No, that won't work.
DD doesn't care about file systems or files or anything like that. It's not that smart. It's just copying the harddrive block by block. It doesn't care if there is any information there or not.. 0's cost as much to copy as 1's. it's going to produce a faithfull duplicate of that harddrive.
With your file system your going to have files spread all throughout the harddrive. Some will be in the beginning, some will be in the middle, some will be in the end, and others are going to be spread around the entire drive... so with 50 gigs lobbed off the end of the drive image your going to lose a lot of stuff.
What you want to do is shrink the partition of the drive small enough that you can just dd that partition to another drive. That should work 'ok'.
But what would probably work better is to format the second drive and then mount both of them. Then use the 'rsync' command to copy the data from one drive to another. Rsync uses a special algorythm that ensures that the copies of the files are not corrupted. That way your actually only copying the data and not the entire drive.

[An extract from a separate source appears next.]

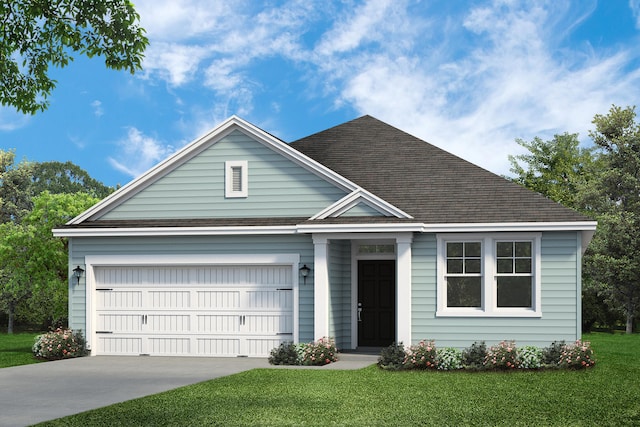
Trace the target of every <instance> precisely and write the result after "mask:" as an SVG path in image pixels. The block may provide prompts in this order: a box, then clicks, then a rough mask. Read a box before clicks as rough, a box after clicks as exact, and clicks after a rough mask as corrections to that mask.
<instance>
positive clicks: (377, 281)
mask: <svg viewBox="0 0 640 427" xmlns="http://www.w3.org/2000/svg"><path fill="white" fill-rule="evenodd" d="M412 237H413V235H412V233H348V234H314V235H313V242H314V268H313V278H314V284H313V286H314V290H313V291H314V339H316V340H317V339H319V338H322V337H327V336H331V337H333V338H335V339H336V343H337V345H338V347H339V348H340V349H341V350H354V349H356V348H361V349H365V348H377V349H379V348H381V347H386V346H388V345H390V344H391V343H393V342H401V341H402V342H406V343H410V342H411V242H412ZM373 247H375V248H376V249H377V250H371V248H373Z"/></svg>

So say you set them up so that they are mounted /mnt1 and /mnt2. With /mnt1 being the original drive. Then you can go:
rsync -av /mnt1/ /mnt2
Rsync is a bit odd that it uses that trailing backspace....

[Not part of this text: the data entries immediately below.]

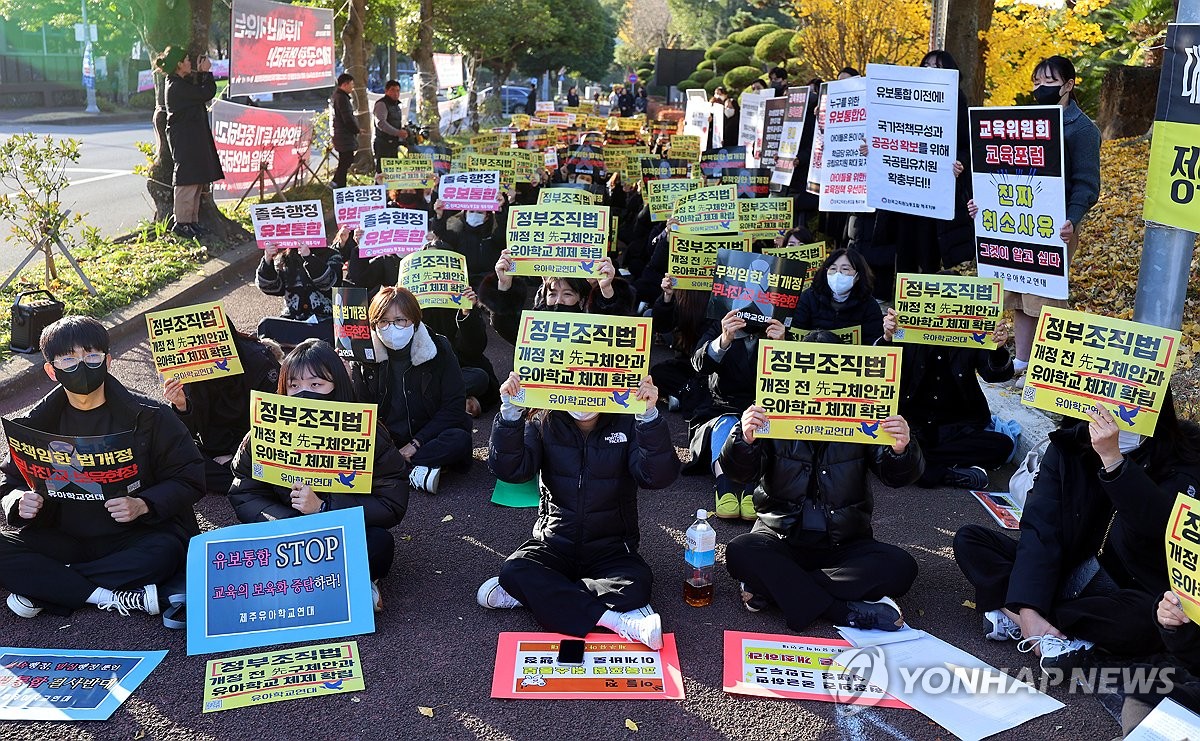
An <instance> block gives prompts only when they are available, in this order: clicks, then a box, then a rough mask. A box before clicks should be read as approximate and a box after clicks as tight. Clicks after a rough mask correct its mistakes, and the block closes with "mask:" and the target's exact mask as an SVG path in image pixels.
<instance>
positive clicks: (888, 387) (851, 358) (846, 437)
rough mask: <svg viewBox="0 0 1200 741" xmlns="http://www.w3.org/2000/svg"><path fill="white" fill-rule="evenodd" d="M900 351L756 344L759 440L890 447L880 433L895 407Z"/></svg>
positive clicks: (897, 384) (757, 399)
mask: <svg viewBox="0 0 1200 741" xmlns="http://www.w3.org/2000/svg"><path fill="white" fill-rule="evenodd" d="M900 357H901V350H900V348H877V347H866V345H835V344H824V343H814V342H784V341H774V339H766V338H764V339H760V341H758V375H757V378H756V379H755V391H756V392H755V404H758V405H760V406H762V408H763V409H766V410H767V424H766V426H764V427H761V428H758V432H756V433H755V435H756V436H758V438H776V439H784V440H826V441H830V442H865V444H868V445H892V444H893V442H895V440H894V439H893V438H892V435H890V434H888V433H887V432H884V429H883V427H882V424H881V423H882V422H883V420H886V418H887V417H889V416H892V415H894V414H896V409H898V405H899V403H900Z"/></svg>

rsync -av /mnt/ == copy the contents of this directory
rsync -av /mnt == copy this directory
Rsync is also special because it only copies the differences of files. Say you have to shut your computer off half-way through the copying and it's not finished. Then the next day you can start off again and it'll go through and checks the files and fix any differences and finish copying them. So you can use it to keep a mirror of data on multiple machines... it'll use ssh encryption when copying stuff over a network.